Pretentious-O-Meter picks out films on the critical-popular divide


Independent and art films are often unfairly criticized as "pretentious." We've all slung that word around to attack a movie at some point, even though we probably enjoy some arty cinema ourselves. But the roots of that insult deserve some additional dissection: is a film really better or worse because critics and film buffs enjoy it more than the layperson?

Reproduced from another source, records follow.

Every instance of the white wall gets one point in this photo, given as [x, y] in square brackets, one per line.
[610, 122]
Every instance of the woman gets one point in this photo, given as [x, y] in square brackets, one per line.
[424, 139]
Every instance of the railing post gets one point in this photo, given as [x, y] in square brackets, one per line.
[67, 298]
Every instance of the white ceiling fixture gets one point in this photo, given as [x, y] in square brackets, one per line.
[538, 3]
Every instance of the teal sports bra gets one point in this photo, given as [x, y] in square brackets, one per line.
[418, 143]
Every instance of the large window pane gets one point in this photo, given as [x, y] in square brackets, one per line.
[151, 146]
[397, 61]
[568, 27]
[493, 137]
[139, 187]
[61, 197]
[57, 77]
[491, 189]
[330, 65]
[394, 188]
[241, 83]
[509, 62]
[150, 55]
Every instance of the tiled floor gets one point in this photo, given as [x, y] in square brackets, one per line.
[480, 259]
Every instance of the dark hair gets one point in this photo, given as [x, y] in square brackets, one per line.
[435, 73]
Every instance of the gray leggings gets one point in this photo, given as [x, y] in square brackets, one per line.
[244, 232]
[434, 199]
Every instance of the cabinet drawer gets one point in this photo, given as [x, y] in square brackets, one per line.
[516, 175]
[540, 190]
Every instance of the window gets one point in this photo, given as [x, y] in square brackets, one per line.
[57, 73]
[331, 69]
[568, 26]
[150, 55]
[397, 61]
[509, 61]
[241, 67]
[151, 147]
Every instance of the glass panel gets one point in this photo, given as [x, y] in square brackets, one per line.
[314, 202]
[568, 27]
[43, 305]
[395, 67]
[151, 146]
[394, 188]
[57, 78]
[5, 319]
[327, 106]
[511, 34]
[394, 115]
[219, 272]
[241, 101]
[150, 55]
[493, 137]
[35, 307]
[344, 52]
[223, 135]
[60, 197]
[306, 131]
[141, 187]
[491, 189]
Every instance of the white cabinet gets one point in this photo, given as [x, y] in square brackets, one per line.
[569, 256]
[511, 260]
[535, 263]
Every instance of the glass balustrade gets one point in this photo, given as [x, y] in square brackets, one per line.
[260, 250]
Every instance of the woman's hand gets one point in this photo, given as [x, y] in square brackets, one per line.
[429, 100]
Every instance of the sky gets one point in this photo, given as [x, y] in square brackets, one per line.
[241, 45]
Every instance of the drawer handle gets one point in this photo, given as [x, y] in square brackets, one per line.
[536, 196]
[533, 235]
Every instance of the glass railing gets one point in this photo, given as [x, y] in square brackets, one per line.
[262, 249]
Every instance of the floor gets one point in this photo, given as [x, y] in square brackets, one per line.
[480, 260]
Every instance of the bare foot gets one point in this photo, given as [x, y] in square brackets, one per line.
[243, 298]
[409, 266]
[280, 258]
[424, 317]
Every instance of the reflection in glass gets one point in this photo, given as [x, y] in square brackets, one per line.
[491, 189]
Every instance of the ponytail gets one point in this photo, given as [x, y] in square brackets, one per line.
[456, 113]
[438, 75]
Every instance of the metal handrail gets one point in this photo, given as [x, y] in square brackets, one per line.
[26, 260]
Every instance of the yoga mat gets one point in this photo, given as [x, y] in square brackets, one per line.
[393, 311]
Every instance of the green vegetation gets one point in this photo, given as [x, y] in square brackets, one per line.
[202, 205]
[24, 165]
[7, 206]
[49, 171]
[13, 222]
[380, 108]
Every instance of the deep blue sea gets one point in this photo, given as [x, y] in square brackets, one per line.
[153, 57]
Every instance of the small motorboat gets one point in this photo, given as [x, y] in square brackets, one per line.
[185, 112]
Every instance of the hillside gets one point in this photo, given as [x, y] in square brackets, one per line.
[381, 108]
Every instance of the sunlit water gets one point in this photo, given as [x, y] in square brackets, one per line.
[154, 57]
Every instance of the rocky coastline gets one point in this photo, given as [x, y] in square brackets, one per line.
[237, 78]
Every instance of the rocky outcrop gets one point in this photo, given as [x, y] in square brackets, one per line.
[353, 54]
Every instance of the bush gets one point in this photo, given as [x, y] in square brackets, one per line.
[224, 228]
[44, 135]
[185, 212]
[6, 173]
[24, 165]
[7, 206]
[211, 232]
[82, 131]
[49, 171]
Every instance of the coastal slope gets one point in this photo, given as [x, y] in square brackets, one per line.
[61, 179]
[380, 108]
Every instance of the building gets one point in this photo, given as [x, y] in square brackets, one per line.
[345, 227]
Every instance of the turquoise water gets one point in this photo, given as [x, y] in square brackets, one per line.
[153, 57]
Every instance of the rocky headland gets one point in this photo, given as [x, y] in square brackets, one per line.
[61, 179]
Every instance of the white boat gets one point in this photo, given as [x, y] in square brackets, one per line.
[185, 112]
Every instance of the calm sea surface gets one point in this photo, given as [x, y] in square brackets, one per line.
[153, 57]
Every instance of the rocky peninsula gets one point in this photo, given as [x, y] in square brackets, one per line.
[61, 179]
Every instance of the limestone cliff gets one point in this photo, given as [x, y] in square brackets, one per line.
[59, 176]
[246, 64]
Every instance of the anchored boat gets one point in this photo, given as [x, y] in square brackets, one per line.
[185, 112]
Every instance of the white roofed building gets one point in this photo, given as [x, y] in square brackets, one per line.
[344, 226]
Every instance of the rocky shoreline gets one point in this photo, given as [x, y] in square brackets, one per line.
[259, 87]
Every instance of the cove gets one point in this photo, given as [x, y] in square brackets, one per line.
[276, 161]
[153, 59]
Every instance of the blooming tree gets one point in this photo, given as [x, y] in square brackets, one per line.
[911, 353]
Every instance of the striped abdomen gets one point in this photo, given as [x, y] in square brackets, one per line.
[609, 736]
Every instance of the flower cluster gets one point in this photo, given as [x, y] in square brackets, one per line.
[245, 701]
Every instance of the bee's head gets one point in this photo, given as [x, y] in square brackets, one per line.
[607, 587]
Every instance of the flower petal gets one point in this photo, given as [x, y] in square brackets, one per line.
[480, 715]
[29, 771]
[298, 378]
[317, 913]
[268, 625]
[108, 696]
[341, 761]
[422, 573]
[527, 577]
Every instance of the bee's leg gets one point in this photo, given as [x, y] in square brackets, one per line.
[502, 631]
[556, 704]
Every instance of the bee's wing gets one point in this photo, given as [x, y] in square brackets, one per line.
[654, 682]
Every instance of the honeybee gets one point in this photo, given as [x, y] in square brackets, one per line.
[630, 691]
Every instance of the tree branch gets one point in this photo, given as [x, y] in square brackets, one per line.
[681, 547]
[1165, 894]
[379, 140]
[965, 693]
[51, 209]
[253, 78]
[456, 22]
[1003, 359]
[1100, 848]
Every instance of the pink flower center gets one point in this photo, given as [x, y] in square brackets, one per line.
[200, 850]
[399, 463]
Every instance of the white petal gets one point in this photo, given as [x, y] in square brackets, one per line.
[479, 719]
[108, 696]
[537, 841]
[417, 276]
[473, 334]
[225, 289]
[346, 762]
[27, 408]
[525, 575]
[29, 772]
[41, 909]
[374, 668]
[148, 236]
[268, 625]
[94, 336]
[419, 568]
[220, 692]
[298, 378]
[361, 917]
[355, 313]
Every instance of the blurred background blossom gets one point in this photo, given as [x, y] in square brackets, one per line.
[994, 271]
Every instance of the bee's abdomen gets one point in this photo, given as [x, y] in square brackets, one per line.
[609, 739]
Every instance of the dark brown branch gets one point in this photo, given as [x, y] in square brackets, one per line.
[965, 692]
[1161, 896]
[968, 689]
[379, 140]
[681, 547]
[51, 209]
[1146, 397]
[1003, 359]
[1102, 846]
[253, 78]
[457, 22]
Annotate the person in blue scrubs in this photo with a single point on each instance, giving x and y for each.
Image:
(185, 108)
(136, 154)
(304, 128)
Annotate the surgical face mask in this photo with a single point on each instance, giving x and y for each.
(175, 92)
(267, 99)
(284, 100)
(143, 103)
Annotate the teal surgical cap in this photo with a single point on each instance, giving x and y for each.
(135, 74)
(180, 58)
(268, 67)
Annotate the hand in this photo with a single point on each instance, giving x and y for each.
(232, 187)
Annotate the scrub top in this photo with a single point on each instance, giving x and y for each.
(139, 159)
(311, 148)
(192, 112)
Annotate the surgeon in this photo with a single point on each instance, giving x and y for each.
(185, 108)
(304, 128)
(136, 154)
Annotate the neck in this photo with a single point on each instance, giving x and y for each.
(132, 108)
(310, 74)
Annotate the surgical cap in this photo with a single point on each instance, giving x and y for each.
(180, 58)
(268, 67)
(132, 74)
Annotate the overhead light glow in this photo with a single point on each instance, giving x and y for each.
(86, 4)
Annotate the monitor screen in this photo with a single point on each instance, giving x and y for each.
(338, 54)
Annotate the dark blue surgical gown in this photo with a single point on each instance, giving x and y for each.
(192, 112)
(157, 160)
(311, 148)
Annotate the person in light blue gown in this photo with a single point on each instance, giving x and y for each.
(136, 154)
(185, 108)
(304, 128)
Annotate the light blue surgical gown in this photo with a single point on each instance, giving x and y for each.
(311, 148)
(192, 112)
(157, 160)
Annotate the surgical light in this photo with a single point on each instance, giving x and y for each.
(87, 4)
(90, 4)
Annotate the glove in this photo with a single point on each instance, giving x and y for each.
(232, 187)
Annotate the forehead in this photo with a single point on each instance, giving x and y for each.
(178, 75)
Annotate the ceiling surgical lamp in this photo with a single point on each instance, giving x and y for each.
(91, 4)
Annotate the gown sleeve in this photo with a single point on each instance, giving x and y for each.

Pretentious-O-Meter might shed some light on that conundrum. This movie review tool compares ratings from critics and audiences and determines – very unscientifically – which movies are "pretentious" or "mass market." It's fun to see conventional wisdom borne out in numbers: Truffaut's The 400 Blows is 68% pretentious, while The Mummy starring Brendan Fraser is 86% mass market. Each result also includes the movie's overall rating: it might be preferred by critics, but it might also be a bad film.

The site isn't perfect, of course, especially since it only accounts for the reviews around a film's release and not its reception afterwards. Sci-fi mind-bender Primer's initially poor reviews netted it a 54% mass market rating, tied with The Firm, which doesn't make much sense.

As with all big data-driven Internet toys, anything Pretentious-O-Meter outputs should be treated with enormous skepticism. But you might have some fun looking at the statistics behind it and seeing where initial critical responses and later popular reception diverge.